Sara did not realize that she had Post Traumatic Stress Disorder (PTSD) until she totaled her car, and realized that she was in a “bad place.” “I walked past the VA center to check on my benefits. They give you a form, and I checked these boxes.” Soon thereafter, she received a call from Kelly Bulla Carroll, MSW, LCSW, who says, “I’m a social worker. I can help you with things.” Carroll later accepted a position at the Road Home Program at Rush University Hospital, and brought Sara along.
The Road Home Program provides veterans with a comprehensive healing process, including the Intensive Outpatient Program (IOP). In IOP, survivors go through three intake sessions where they may be diagnosed with PTSD; address pelvic floor dysfunction and other gastrointestinal/gynecological concerns with Dr. Sheila A. Dugan; and eventually are assigned a therapist so they may work on goals together. In those early days of therapy, there is “a lot of trust building. They maybe haven’t told anyone.” And some women veterans may have a “more complex trauma presentation,” especially if there is a pre-military trauma or if the sexual trauma is concurrent with combat trauma.
The Road Home Program is one of few in the country that creates a safe space for women vets. Carroll says there are not many women VA groups and patients have shared struggles with finding other women who understood them. The women have a shared experience, and the group allows for social support and a connection. They send encouraging text messages and often check in with one another.

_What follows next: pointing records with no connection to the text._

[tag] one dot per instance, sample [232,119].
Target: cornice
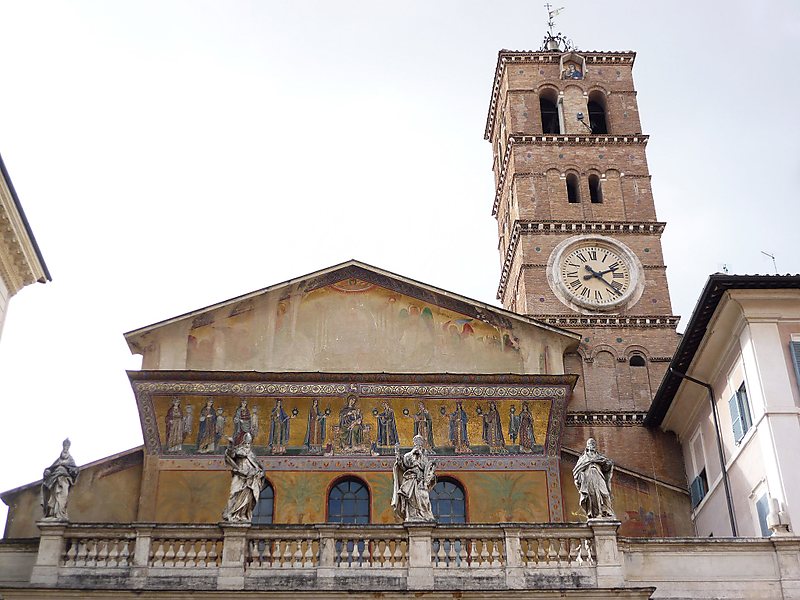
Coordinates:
[20,264]
[560,140]
[572,228]
[504,57]
[575,321]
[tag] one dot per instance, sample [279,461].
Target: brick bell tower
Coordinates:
[580,244]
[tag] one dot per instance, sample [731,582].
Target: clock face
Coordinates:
[591,273]
[595,275]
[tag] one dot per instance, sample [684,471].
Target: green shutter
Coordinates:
[744,409]
[736,418]
[795,348]
[696,491]
[762,507]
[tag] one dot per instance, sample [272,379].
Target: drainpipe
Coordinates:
[721,452]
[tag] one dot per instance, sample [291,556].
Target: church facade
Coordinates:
[331,375]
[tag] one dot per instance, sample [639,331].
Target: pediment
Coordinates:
[352,317]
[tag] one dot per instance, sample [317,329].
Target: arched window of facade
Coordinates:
[573,188]
[597,113]
[265,508]
[348,502]
[449,501]
[549,109]
[595,191]
[637,360]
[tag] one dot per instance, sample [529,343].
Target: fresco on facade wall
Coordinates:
[352,425]
[348,326]
[192,496]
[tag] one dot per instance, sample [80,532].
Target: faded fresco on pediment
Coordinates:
[353,324]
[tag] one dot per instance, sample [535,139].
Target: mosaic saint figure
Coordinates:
[413,477]
[527,439]
[207,428]
[175,426]
[493,429]
[351,424]
[219,426]
[247,477]
[387,427]
[513,425]
[242,423]
[458,429]
[254,422]
[592,476]
[278,429]
[315,431]
[57,480]
[423,426]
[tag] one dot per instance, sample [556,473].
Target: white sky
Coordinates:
[173,154]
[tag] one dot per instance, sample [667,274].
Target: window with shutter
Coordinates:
[736,419]
[744,408]
[740,414]
[795,348]
[762,508]
[698,488]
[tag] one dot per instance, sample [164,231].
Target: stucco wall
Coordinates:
[105,492]
[351,326]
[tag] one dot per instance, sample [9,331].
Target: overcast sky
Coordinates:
[170,155]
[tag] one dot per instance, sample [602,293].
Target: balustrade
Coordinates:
[221,551]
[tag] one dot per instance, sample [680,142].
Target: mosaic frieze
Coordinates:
[342,418]
[352,425]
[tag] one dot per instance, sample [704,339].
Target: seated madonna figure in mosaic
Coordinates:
[414,477]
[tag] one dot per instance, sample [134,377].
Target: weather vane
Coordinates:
[555,41]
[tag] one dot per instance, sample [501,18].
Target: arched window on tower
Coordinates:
[595,192]
[448,501]
[549,109]
[573,188]
[348,502]
[637,360]
[265,508]
[597,113]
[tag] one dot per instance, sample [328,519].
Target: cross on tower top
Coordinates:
[554,41]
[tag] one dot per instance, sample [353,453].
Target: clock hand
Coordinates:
[595,273]
[601,278]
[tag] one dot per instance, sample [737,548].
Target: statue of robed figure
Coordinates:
[57,480]
[592,475]
[246,482]
[414,477]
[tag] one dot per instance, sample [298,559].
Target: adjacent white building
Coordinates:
[740,354]
[21,262]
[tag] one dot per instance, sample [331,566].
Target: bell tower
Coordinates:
[579,241]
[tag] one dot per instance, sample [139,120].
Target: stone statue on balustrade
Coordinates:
[414,477]
[592,475]
[57,480]
[246,482]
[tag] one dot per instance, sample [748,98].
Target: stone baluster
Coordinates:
[327,553]
[51,545]
[234,553]
[609,560]
[515,576]
[420,569]
[141,555]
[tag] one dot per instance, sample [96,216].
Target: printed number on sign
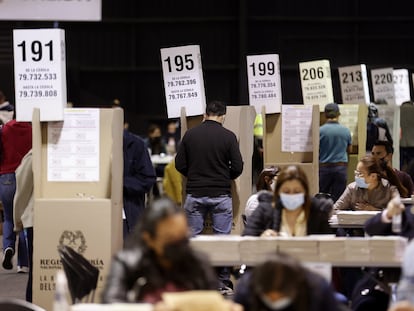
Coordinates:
[312,73]
[383,78]
[349,77]
[36,50]
[180,63]
[263,68]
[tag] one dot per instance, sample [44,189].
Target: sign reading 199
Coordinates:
[263,68]
[179,63]
[313,73]
[37,50]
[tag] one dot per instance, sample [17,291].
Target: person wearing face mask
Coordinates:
[383,150]
[291,211]
[265,182]
[374,186]
[157,259]
[281,283]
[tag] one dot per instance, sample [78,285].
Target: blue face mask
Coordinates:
[292,201]
[279,304]
[360,182]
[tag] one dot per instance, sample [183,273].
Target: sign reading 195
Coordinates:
[179,62]
[263,68]
[36,50]
[312,73]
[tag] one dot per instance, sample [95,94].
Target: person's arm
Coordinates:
[345,201]
[23,197]
[236,161]
[141,175]
[181,158]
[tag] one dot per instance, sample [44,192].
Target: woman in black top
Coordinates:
[290,211]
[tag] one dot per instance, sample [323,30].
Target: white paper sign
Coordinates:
[68,10]
[73,147]
[401,86]
[183,80]
[39,73]
[296,128]
[383,85]
[263,73]
[316,81]
[354,84]
[349,119]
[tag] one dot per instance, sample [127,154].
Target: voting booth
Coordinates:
[78,178]
[240,120]
[354,117]
[274,141]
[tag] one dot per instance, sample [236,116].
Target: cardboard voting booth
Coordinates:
[354,117]
[272,144]
[77,202]
[240,120]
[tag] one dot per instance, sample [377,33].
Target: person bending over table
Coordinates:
[374,186]
[291,211]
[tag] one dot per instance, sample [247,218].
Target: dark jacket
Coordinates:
[375,226]
[321,296]
[137,270]
[210,158]
[267,217]
[139,177]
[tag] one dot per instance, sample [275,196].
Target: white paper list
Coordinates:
[297,128]
[73,147]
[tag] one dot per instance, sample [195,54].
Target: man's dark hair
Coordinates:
[215,108]
[388,146]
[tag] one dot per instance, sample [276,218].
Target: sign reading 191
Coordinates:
[36,50]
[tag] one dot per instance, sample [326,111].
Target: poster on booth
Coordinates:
[263,73]
[297,128]
[354,84]
[316,82]
[73,147]
[39,73]
[383,85]
[401,86]
[183,80]
[53,10]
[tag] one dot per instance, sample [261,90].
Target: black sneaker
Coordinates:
[7,258]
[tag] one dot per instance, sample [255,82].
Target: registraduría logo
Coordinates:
[73,239]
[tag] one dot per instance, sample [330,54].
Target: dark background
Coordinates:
[119,57]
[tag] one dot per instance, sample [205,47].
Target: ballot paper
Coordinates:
[387,248]
[257,249]
[200,300]
[354,217]
[222,249]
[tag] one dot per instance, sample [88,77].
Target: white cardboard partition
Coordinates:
[84,215]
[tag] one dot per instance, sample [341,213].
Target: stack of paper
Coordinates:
[332,249]
[357,249]
[303,248]
[219,248]
[387,248]
[354,217]
[256,249]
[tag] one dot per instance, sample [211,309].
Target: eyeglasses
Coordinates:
[358,174]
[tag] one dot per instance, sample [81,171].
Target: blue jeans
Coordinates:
[221,212]
[332,180]
[7,191]
[220,209]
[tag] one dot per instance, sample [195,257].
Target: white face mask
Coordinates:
[292,201]
[279,304]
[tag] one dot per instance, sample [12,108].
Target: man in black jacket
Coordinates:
[210,158]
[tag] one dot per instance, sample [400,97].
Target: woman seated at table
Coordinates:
[374,186]
[291,211]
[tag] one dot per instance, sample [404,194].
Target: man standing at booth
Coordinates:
[210,158]
[335,144]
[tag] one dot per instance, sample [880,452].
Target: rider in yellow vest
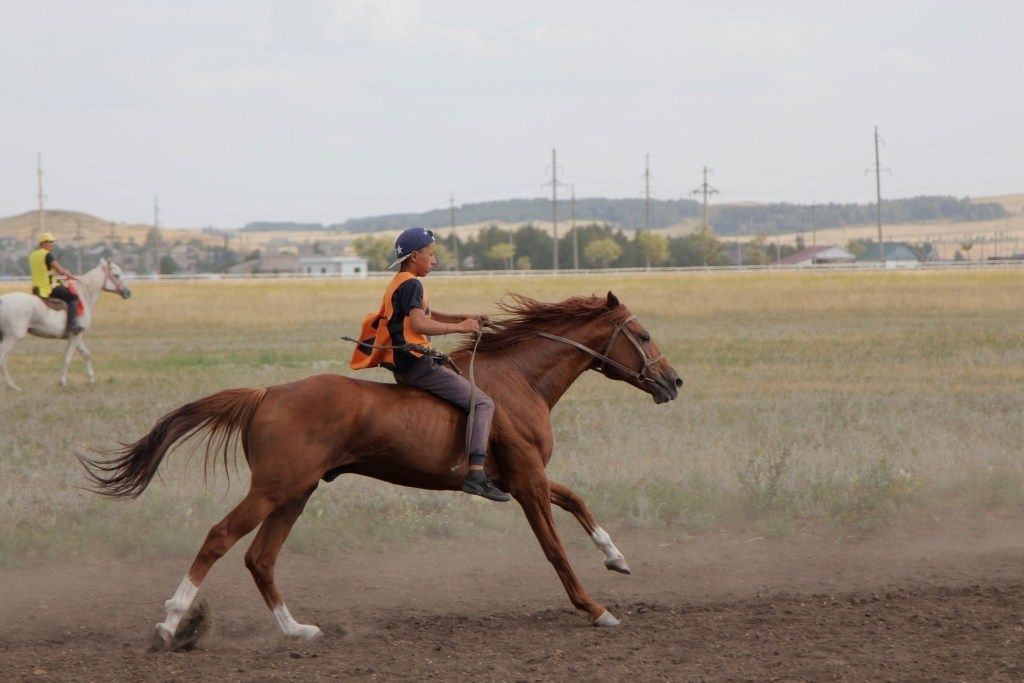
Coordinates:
[44,268]
[404,317]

Dr. Mark Pollack began The Road Home Program at Massachusetts General Hospital in Boston, recognizing a need to care for veterans outside of the VA system. The program came to Chicago in 2006, and with seed funding from Chicago Foundation for Women, along with the Field Foundation, the program was able to expand to treat Military Sexual Trauma (MST). Today, veterans are referred to the program from around the country. Dr. Niranjan Karnik is the Medical Director of the Road Home Program and says the MST program has become the “master class for clinicians” working with veterans.

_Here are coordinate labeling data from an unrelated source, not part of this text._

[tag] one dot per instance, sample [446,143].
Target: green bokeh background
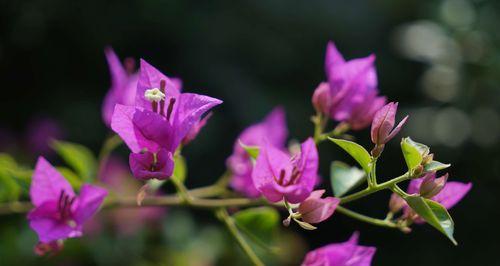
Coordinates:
[440,59]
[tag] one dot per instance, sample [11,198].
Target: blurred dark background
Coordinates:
[440,59]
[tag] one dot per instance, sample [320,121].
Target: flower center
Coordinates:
[154,95]
[157,98]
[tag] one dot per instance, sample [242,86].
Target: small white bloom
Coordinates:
[154,95]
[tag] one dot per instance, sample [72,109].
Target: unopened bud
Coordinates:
[417,172]
[427,159]
[383,122]
[322,99]
[431,186]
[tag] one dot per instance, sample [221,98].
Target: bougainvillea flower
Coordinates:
[278,176]
[316,209]
[383,128]
[160,120]
[273,131]
[123,84]
[343,254]
[352,95]
[115,175]
[195,130]
[149,165]
[58,212]
[448,196]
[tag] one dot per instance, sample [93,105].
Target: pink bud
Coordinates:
[431,186]
[315,209]
[383,124]
[396,203]
[50,248]
[322,100]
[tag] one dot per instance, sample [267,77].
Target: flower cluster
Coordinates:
[155,119]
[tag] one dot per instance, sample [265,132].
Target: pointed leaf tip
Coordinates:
[356,151]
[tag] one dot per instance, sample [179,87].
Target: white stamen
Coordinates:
[154,95]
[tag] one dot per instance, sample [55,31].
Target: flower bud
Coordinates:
[396,203]
[50,248]
[383,124]
[417,172]
[431,185]
[322,99]
[427,158]
[315,209]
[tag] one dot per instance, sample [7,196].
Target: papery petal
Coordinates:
[348,253]
[190,108]
[271,130]
[315,209]
[193,132]
[452,193]
[47,183]
[149,78]
[268,166]
[141,129]
[44,221]
[142,163]
[89,200]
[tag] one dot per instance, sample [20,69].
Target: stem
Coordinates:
[231,226]
[372,176]
[371,190]
[182,190]
[319,126]
[366,219]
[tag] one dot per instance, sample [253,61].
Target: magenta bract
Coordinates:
[160,120]
[352,95]
[123,85]
[273,131]
[279,176]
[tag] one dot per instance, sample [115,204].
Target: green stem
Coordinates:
[366,219]
[231,226]
[109,145]
[371,190]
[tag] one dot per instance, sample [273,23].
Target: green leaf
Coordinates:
[356,151]
[180,168]
[260,224]
[412,152]
[434,214]
[73,179]
[344,178]
[252,151]
[79,157]
[435,166]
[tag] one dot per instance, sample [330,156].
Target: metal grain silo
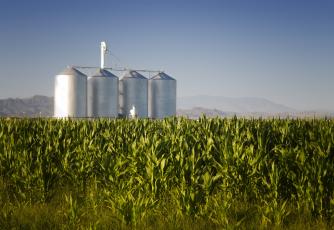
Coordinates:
[161,96]
[70,96]
[133,92]
[102,94]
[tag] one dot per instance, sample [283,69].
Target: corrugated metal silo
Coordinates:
[70,96]
[102,94]
[133,92]
[161,96]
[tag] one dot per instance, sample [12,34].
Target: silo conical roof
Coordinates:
[103,73]
[71,71]
[162,76]
[133,74]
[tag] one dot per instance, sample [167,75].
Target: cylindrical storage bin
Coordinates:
[70,96]
[102,94]
[161,96]
[133,92]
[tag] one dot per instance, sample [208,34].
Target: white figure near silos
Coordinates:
[104,95]
[133,92]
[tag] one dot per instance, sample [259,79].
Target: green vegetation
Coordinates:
[167,174]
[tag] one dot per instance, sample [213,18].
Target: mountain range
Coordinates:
[192,107]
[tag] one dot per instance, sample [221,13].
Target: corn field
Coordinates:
[173,173]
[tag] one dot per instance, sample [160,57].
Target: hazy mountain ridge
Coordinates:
[191,107]
[244,105]
[35,106]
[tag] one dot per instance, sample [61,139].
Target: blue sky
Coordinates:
[281,50]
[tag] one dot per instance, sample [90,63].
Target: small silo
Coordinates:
[70,96]
[133,92]
[161,96]
[102,94]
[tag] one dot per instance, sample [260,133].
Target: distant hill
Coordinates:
[191,107]
[244,105]
[27,107]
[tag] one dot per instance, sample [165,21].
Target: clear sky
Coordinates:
[281,50]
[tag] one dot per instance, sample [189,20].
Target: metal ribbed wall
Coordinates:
[102,94]
[133,92]
[70,97]
[161,96]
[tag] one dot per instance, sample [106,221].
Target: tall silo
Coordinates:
[133,92]
[161,96]
[102,94]
[70,96]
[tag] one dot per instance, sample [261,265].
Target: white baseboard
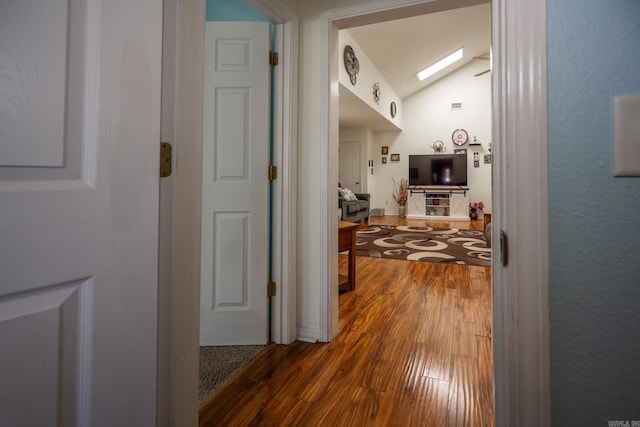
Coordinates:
[308,334]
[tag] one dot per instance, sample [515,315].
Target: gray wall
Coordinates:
[593,54]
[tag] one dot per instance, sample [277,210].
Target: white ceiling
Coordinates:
[400,48]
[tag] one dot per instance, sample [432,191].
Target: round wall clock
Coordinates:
[459,136]
[351,63]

The Road Home Program, located at 1645 W. Jackson, recently moved into a new facility that provides a separate waiting area for female survivors. The VA center was not welcoming for Sara and she says she did not feel comfortable talking about anything. “If you don’t have a trauma, the VA will give you one. It’s awful.”
As is the case in other communities, the stigma against therapy is strong in the military, but Sara reflects, “I think strong people go to therapy. You’re staring your problem in the face. Other veterans see it as a sign of weakness, you’re supposed to be strong. Road Home – it helped me recover from these traumas; it helps with my PTSD, it helps you be a better person, overall.”

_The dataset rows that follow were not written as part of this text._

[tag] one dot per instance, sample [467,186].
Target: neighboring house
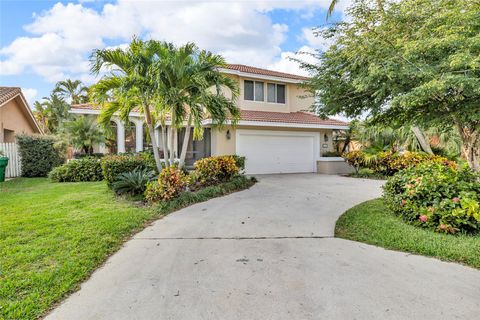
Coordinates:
[16,117]
[275,133]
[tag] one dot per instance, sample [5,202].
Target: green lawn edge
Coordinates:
[47,261]
[371,222]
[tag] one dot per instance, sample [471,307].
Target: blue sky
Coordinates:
[42,42]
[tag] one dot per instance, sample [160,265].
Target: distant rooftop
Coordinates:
[264,72]
[7,93]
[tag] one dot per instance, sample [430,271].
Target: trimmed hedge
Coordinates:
[114,165]
[214,170]
[436,196]
[388,163]
[86,169]
[186,199]
[39,155]
[170,184]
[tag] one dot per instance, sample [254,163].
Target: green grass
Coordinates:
[372,223]
[53,235]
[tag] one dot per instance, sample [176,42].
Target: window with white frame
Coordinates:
[253,90]
[275,93]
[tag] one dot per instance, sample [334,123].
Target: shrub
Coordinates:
[240,162]
[388,163]
[216,169]
[170,184]
[134,182]
[86,169]
[39,154]
[436,196]
[330,154]
[355,158]
[115,165]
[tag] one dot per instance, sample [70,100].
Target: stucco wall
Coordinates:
[13,118]
[293,102]
[223,146]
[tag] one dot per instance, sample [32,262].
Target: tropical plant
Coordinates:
[117,164]
[392,68]
[133,182]
[83,133]
[39,154]
[436,196]
[185,79]
[86,169]
[74,90]
[214,170]
[170,184]
[52,112]
[130,83]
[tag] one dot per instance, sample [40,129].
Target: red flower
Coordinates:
[423,218]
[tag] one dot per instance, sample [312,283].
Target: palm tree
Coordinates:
[54,110]
[75,90]
[40,115]
[129,84]
[190,87]
[380,5]
[83,133]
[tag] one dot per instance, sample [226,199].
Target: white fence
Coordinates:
[14,168]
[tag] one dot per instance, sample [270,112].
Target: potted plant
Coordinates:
[3,166]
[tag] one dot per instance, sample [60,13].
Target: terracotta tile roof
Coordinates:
[288,117]
[264,72]
[262,116]
[91,106]
[7,93]
[86,106]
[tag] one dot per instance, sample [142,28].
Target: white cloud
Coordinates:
[63,36]
[286,64]
[314,39]
[30,94]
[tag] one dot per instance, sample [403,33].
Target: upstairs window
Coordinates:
[275,93]
[253,90]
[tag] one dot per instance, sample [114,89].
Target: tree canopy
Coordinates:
[411,62]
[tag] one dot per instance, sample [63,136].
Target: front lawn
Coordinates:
[54,235]
[371,222]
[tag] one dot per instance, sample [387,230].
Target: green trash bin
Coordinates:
[3,167]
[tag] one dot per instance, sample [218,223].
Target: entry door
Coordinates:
[277,151]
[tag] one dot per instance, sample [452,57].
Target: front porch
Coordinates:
[134,137]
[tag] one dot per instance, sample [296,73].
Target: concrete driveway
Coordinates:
[268,253]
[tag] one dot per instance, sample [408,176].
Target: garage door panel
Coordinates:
[273,152]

There are nearly 64,000 women on active duty in the Air Force, and Sara explains that “women in the military are tough, veterans in general, but we are people too. Civilians assume that we don’t hurt or have emotions, that we are trained machines.” In the military, across college campuses, on dates and out with friends, in families, and simply walking down the street, sexual violence against women continues to run rampant. And that violence will continue without an intervention in how consent and rape are discussed and understood, and how survivors are supported. Sara notes that it is “morally outrageous” to blame the victim, but “it happens all the time.” She asks, “Why are we not teaching guys to stop raping? We are teaching women how not to get raped. It’s the other way around. Stop blaming women for being in a situation. It’s not our fault.”